Once a male Hebraic name such as your grandfather's passed from Hebrew to Yiddish, acquired two or three different dimunitives, moves across three generations or so to the New World, and into English, and from male gender to female, any number of variations are possible. So "your" first name is only a relatively arbitrary variant of your grandfather's original name. His middle name, spelled Velvil on the tombstone, is just a phonetic spelling of a traditional name, as stated, comes from the German for Little Wolf; wolf in Hebrew is Ze'ev, and the name Velvel was popular at least partly from association with German Wilhelm (pr Vilhelm), though often "translated" as "William." Velvel is not a Hebrew word from the Bible, Yiddish spelling was not standardized until early XXth century and people are still fighting about it, so there are several common spellings "Velvel," "Velvl," "Velvel," and depending on date and region, any number of spellings might appear on a tombstone. So even someone who bears exactly an ancestor's "Jewish" name might bear a Polish or Russian or German first name.


----------



## origumi

David said:


> Moshé, an ancient Egyptian name


 
Not sure about the theory of Moshe as an Egyptian name.
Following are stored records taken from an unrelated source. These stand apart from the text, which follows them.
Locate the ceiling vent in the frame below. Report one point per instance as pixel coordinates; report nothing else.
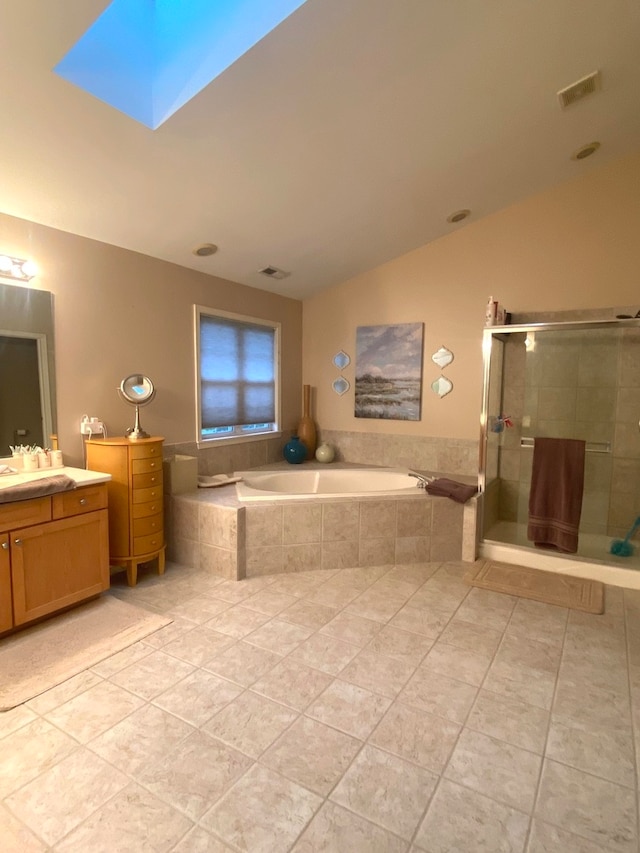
(589, 85)
(274, 272)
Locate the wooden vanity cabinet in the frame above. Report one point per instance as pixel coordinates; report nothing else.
(54, 552)
(136, 508)
(6, 599)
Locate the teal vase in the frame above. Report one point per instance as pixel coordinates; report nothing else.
(295, 451)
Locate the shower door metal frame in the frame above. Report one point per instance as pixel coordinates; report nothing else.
(502, 332)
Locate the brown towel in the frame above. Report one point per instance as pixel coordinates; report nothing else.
(555, 499)
(459, 492)
(37, 488)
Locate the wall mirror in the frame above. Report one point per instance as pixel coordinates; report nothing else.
(27, 367)
(340, 385)
(442, 386)
(442, 357)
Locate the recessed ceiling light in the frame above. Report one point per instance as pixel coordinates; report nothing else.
(205, 250)
(458, 215)
(585, 151)
(274, 272)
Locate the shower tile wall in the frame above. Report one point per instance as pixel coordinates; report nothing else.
(575, 384)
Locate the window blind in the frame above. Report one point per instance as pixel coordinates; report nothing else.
(237, 372)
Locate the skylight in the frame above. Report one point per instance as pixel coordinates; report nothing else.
(147, 58)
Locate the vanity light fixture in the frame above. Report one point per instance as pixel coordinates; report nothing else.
(18, 269)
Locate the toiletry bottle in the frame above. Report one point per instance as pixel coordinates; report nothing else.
(491, 312)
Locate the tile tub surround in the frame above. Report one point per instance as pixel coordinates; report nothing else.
(425, 453)
(211, 529)
(314, 727)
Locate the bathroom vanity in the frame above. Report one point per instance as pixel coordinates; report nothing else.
(54, 550)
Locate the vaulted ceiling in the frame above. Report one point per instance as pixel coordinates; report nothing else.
(340, 141)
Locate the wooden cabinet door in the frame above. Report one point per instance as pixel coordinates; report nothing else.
(6, 603)
(58, 564)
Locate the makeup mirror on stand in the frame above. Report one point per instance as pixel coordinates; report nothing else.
(137, 390)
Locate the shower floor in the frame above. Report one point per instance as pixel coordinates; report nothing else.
(507, 541)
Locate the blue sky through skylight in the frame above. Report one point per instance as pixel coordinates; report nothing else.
(147, 58)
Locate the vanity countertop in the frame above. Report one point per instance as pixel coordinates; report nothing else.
(80, 475)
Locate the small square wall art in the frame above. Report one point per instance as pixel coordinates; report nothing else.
(389, 371)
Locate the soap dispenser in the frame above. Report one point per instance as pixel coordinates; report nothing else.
(491, 312)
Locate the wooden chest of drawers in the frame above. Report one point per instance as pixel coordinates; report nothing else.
(136, 520)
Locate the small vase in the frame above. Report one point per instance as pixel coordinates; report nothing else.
(294, 451)
(325, 453)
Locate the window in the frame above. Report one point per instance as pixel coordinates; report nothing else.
(237, 363)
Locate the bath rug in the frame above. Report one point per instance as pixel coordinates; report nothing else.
(41, 657)
(539, 585)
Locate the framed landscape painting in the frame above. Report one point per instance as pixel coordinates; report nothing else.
(389, 371)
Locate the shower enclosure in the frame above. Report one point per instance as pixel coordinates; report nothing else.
(565, 380)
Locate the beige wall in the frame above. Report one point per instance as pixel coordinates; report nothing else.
(118, 312)
(574, 246)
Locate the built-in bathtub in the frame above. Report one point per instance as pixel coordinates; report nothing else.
(300, 483)
(365, 516)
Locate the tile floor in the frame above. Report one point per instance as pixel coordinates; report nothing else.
(375, 710)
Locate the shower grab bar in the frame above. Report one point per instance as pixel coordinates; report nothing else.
(591, 447)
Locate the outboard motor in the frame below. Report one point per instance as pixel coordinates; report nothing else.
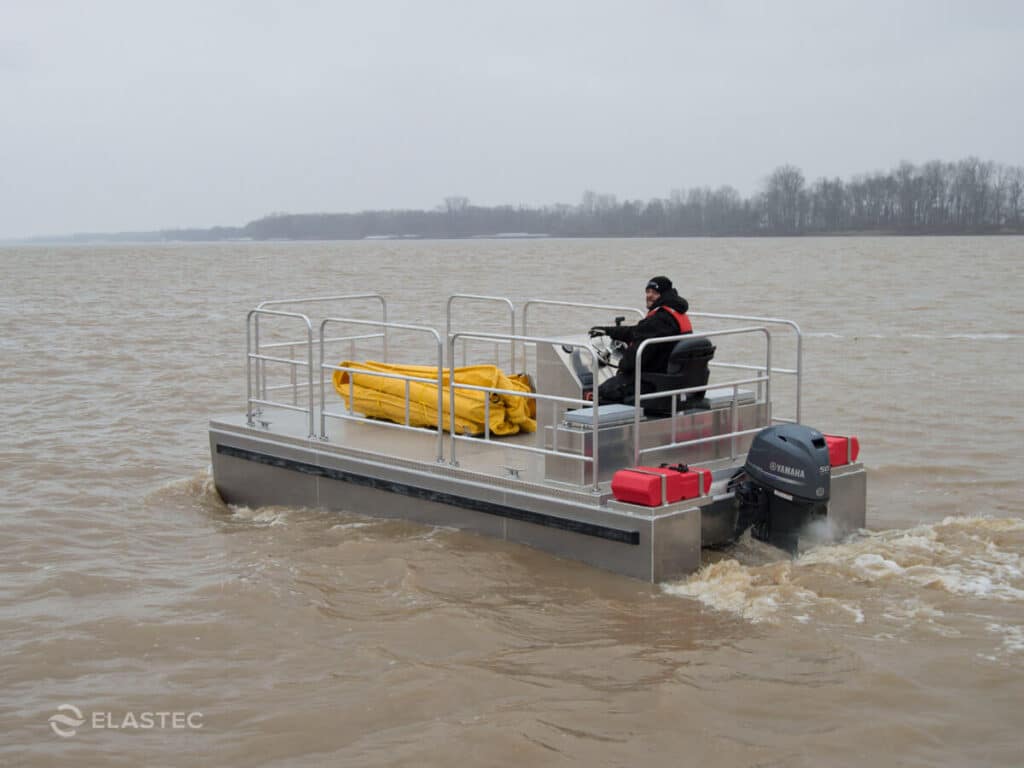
(783, 485)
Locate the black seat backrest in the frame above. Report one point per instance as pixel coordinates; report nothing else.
(690, 357)
(687, 367)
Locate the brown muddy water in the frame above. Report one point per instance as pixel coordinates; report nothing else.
(174, 630)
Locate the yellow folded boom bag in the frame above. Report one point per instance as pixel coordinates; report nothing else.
(384, 397)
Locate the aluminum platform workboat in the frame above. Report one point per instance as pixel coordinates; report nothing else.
(569, 486)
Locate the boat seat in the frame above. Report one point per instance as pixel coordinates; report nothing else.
(687, 367)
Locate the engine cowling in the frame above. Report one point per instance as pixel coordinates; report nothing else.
(784, 484)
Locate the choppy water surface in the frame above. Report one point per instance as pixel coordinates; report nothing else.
(311, 638)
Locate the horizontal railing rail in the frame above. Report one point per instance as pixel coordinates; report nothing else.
(252, 321)
(303, 300)
(467, 297)
(579, 401)
(437, 382)
(572, 305)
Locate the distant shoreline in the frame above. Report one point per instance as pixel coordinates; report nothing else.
(937, 199)
(115, 239)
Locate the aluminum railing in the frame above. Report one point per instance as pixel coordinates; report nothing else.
(487, 391)
(474, 297)
(437, 382)
(574, 305)
(798, 371)
(260, 359)
(260, 370)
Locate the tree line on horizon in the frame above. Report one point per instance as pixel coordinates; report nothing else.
(937, 198)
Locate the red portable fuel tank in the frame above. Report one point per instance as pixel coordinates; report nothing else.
(838, 446)
(643, 484)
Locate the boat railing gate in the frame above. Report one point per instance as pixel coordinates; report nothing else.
(254, 358)
(437, 381)
(467, 297)
(734, 431)
(487, 391)
(295, 385)
(796, 372)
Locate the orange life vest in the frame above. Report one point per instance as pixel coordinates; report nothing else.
(681, 318)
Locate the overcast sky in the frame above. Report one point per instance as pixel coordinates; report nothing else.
(135, 115)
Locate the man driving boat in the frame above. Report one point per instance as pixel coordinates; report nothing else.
(666, 316)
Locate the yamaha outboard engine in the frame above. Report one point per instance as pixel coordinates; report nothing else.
(783, 485)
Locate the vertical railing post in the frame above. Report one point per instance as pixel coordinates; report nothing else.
(250, 420)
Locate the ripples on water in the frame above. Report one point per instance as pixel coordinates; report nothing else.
(311, 638)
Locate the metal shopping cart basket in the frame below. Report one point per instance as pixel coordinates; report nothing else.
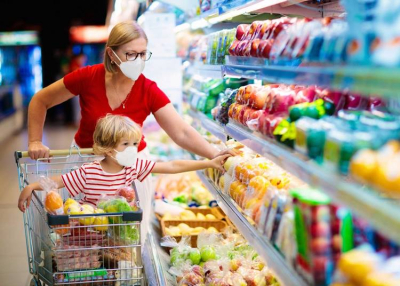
(85, 249)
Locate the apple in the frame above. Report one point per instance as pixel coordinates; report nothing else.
(265, 26)
(248, 91)
(246, 117)
(320, 213)
(240, 94)
(355, 102)
(320, 264)
(241, 49)
(241, 31)
(207, 253)
(242, 112)
(337, 243)
(334, 97)
(230, 111)
(195, 256)
(264, 48)
(260, 99)
(236, 112)
(233, 48)
(127, 192)
(306, 95)
(254, 47)
(374, 103)
(320, 229)
(252, 30)
(283, 101)
(253, 119)
(274, 121)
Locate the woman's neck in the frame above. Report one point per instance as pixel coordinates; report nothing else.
(110, 165)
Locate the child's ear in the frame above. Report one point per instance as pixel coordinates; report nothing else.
(109, 152)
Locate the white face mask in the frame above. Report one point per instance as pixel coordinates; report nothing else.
(128, 157)
(131, 69)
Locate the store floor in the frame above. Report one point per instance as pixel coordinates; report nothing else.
(13, 257)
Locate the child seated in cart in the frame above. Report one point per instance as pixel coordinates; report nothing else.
(116, 138)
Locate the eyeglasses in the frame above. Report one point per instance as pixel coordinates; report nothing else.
(143, 55)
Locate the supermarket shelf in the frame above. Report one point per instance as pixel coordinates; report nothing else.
(378, 81)
(286, 274)
(360, 199)
(244, 7)
(208, 124)
(382, 213)
(156, 259)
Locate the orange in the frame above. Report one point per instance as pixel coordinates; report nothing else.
(53, 203)
(364, 165)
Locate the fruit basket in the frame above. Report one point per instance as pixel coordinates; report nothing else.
(191, 228)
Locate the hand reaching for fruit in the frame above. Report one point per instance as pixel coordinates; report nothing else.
(218, 162)
(229, 151)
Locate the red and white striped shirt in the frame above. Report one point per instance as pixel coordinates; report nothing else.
(92, 181)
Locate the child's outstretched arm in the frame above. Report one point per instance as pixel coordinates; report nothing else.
(26, 194)
(180, 166)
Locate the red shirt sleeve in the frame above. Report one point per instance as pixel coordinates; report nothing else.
(74, 80)
(158, 98)
(75, 181)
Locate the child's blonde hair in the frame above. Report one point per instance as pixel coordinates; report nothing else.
(110, 129)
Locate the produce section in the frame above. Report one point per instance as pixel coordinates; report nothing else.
(315, 103)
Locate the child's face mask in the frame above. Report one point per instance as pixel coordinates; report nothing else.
(128, 157)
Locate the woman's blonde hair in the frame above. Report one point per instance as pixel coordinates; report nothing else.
(122, 33)
(110, 129)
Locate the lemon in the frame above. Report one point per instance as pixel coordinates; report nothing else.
(100, 222)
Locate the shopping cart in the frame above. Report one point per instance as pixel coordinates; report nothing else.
(74, 249)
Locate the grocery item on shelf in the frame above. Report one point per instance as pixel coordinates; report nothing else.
(379, 169)
(192, 228)
(219, 259)
(363, 266)
(185, 190)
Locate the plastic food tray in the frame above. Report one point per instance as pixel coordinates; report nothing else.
(218, 224)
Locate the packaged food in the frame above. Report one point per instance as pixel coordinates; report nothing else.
(314, 256)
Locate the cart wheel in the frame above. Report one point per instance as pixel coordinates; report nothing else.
(35, 282)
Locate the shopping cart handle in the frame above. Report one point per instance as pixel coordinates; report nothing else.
(63, 152)
(53, 220)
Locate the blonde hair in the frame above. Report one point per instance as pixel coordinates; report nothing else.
(110, 129)
(122, 33)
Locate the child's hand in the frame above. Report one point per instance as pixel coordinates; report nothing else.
(25, 196)
(218, 162)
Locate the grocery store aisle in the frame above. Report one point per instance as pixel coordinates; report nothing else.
(13, 257)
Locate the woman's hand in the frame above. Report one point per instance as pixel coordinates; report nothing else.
(231, 152)
(25, 196)
(218, 162)
(37, 150)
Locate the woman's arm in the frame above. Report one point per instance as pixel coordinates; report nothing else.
(44, 99)
(181, 166)
(26, 194)
(185, 135)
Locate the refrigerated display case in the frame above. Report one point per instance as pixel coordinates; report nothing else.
(349, 68)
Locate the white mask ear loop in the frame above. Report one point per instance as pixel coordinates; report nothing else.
(120, 62)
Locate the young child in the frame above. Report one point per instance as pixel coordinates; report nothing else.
(117, 138)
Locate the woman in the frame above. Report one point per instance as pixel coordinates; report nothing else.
(116, 86)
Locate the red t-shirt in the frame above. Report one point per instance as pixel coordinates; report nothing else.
(89, 83)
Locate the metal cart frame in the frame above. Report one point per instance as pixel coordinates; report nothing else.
(79, 249)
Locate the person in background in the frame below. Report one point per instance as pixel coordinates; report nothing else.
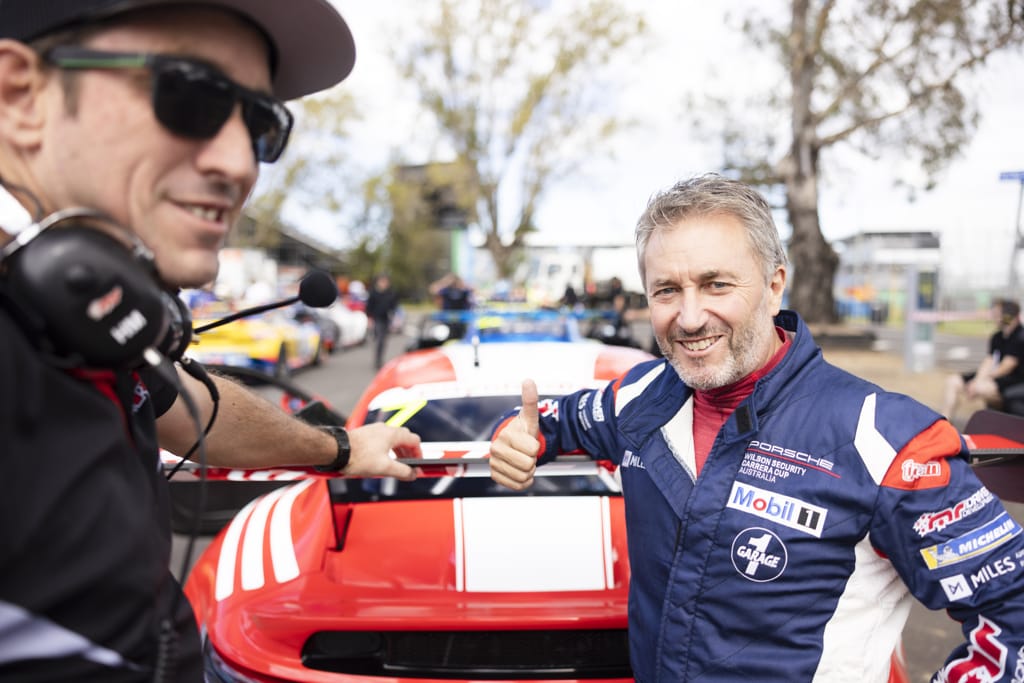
(1001, 368)
(381, 306)
(781, 513)
(146, 121)
(453, 293)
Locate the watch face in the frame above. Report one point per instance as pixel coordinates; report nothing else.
(341, 460)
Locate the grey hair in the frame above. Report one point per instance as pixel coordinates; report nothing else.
(708, 195)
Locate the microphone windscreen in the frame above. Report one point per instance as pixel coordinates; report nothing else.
(317, 290)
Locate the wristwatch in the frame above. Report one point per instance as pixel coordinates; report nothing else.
(344, 450)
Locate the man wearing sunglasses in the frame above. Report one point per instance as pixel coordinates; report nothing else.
(156, 115)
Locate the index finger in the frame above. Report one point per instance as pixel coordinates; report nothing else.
(528, 413)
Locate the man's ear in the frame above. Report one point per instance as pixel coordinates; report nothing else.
(776, 287)
(22, 105)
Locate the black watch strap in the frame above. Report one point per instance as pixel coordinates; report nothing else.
(344, 450)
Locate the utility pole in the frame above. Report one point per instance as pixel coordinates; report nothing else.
(1019, 177)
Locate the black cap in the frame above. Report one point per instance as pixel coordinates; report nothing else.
(313, 47)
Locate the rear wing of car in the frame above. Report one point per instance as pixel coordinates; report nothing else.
(996, 452)
(461, 459)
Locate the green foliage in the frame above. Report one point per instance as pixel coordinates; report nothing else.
(517, 93)
(880, 77)
(315, 172)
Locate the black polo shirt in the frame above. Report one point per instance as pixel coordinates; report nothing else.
(85, 535)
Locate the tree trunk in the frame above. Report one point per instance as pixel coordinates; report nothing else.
(813, 260)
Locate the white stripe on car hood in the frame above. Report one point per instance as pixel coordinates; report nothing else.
(535, 544)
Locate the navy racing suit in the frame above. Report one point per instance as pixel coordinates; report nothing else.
(824, 504)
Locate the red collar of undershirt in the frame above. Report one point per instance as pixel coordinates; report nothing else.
(730, 395)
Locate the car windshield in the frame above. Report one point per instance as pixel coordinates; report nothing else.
(462, 419)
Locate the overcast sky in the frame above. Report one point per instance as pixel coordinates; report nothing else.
(973, 209)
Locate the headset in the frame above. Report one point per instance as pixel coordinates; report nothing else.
(87, 292)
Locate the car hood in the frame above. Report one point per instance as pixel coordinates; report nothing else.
(436, 564)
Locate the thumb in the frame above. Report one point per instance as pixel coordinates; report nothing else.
(528, 413)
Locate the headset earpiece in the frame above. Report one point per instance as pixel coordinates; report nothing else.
(93, 300)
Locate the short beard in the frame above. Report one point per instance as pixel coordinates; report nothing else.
(748, 347)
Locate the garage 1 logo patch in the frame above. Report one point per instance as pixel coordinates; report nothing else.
(759, 555)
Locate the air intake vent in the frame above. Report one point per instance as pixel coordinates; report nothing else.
(480, 654)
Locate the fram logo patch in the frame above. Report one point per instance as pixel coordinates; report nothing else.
(759, 555)
(977, 542)
(548, 408)
(783, 510)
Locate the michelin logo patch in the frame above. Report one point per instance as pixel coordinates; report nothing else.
(783, 510)
(980, 541)
(759, 555)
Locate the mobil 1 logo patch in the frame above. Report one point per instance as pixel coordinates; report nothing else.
(759, 555)
(784, 510)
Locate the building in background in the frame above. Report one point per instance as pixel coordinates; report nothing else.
(877, 267)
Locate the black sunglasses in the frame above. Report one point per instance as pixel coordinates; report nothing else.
(192, 98)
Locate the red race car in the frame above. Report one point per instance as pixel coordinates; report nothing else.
(450, 577)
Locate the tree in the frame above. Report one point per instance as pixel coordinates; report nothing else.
(315, 172)
(875, 76)
(516, 92)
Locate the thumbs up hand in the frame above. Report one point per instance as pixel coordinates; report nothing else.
(514, 450)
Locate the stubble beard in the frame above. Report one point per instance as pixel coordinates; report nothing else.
(748, 347)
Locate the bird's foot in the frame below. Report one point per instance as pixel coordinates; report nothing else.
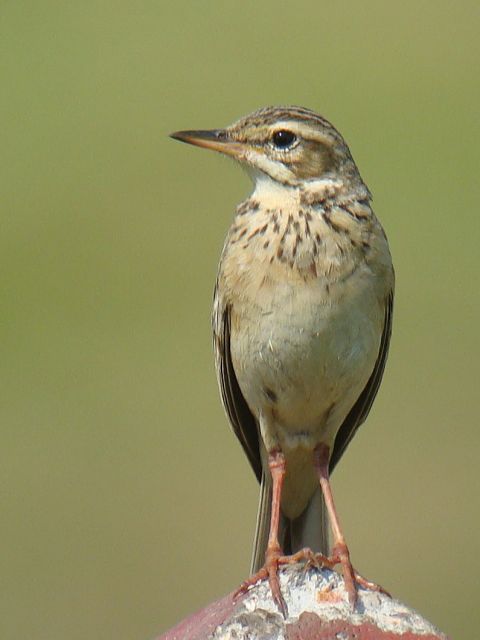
(273, 560)
(340, 555)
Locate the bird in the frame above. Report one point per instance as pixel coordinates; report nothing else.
(302, 320)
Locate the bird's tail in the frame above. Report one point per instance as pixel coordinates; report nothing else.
(310, 529)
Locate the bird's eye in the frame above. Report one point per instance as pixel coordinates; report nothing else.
(283, 139)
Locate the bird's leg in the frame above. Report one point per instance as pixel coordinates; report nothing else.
(340, 553)
(273, 554)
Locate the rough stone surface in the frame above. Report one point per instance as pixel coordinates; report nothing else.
(318, 609)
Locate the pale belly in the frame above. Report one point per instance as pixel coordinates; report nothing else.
(301, 365)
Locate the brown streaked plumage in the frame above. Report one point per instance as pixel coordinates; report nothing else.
(302, 322)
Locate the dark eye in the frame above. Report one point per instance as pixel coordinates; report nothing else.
(283, 138)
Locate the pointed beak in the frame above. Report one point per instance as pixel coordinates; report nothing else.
(216, 139)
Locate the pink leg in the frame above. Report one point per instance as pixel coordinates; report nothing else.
(340, 553)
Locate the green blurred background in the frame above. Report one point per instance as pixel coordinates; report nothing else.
(126, 502)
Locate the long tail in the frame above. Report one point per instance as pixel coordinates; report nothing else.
(310, 529)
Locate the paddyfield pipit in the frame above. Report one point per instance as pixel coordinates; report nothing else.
(301, 321)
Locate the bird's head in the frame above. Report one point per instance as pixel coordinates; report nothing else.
(291, 145)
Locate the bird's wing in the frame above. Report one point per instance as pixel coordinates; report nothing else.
(241, 418)
(359, 412)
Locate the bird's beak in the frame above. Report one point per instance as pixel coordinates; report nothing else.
(216, 139)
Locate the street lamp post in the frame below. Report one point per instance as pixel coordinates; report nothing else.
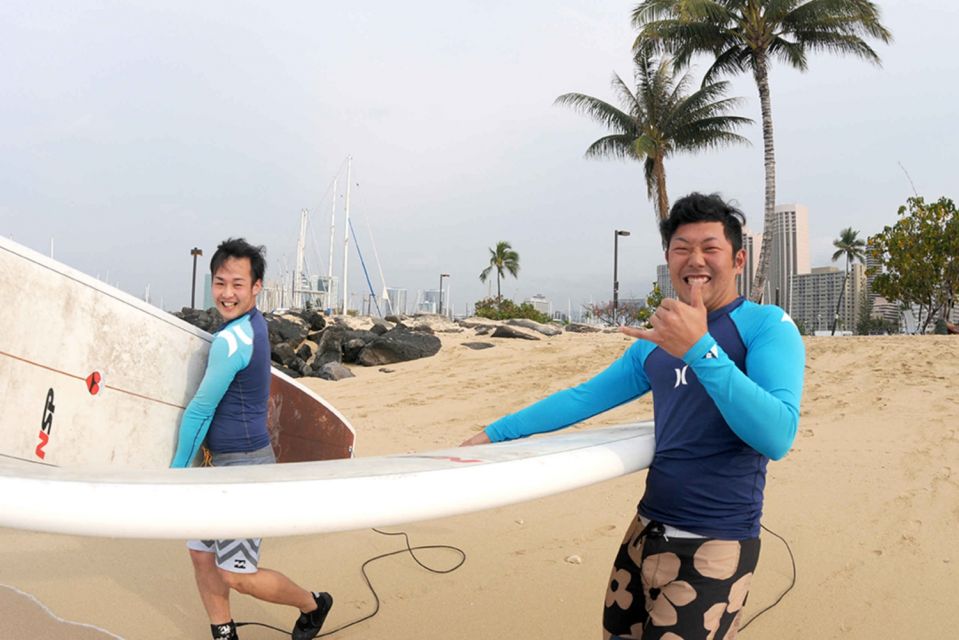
(194, 252)
(440, 304)
(616, 234)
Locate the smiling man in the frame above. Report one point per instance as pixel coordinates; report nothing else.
(726, 376)
(229, 412)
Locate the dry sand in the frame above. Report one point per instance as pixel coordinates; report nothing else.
(868, 500)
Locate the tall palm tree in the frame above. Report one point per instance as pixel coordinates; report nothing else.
(659, 118)
(503, 260)
(747, 35)
(848, 244)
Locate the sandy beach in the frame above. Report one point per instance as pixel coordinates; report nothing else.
(868, 500)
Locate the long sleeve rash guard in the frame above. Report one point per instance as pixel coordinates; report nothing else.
(229, 409)
(721, 412)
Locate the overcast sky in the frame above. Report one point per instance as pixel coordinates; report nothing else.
(131, 132)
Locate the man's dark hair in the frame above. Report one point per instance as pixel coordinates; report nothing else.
(240, 248)
(699, 208)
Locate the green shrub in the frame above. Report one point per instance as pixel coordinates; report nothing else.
(506, 309)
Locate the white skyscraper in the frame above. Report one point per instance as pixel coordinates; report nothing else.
(751, 243)
(816, 295)
(397, 300)
(663, 281)
(790, 253)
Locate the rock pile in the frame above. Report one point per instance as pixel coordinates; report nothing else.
(309, 343)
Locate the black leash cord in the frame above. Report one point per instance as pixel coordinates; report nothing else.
(788, 589)
(376, 599)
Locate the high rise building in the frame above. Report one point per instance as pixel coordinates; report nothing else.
(663, 282)
(429, 301)
(541, 303)
(397, 301)
(815, 296)
(789, 255)
(751, 244)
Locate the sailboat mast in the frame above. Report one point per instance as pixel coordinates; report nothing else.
(298, 274)
(332, 231)
(346, 232)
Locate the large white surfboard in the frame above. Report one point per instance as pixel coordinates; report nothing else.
(95, 382)
(92, 375)
(347, 494)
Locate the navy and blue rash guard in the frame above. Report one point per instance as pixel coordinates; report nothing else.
(230, 406)
(721, 412)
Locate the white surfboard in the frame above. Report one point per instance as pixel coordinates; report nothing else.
(92, 375)
(348, 494)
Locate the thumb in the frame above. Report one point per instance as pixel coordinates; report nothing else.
(696, 295)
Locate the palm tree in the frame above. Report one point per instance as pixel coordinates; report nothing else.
(503, 259)
(848, 244)
(747, 35)
(659, 118)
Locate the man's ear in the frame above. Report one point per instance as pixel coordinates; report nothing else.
(739, 260)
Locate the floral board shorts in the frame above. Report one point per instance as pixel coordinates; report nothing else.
(670, 588)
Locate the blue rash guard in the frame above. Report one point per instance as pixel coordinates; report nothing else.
(721, 412)
(230, 406)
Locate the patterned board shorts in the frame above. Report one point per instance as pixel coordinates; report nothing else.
(236, 556)
(673, 588)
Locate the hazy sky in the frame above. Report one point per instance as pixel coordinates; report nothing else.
(131, 132)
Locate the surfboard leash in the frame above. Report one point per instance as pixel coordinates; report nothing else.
(411, 550)
(788, 589)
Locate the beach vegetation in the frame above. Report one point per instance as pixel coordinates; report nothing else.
(503, 259)
(630, 313)
(659, 117)
(872, 325)
(853, 248)
(506, 309)
(917, 259)
(747, 36)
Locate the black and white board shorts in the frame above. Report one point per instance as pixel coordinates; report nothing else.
(242, 555)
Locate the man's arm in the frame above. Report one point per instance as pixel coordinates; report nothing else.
(761, 407)
(223, 363)
(622, 381)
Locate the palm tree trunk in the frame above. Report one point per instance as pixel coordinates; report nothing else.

For example:

_The name "Moses" comes from a root meaning "take out," because Moses was taken out of the river (Ex. 2:10). Some modern scholars point out that the root M-S-S in Egyptian means "son of" as in the name Ramases (son of Ra), but it is worth noting that Moses' name in Hebrew is M-Sh-H, not M-S-S. According to one Jewish source, Pharaoh's daughter actually named him Minios, which means "drawn out" in Egyptian, and the name Moshe (Moses) was a Hebrew translation of that name, just as a Russian immigrant named Ivan might change his name to the English equivalent, John. _

http://www.jewfaq.org/moshe.htm



David said:


> The Chayas (Eve)


 
From Israeli Hebrew point of view Chava = Eve, Chaya is a similar name with similar meaning, yet different.


----------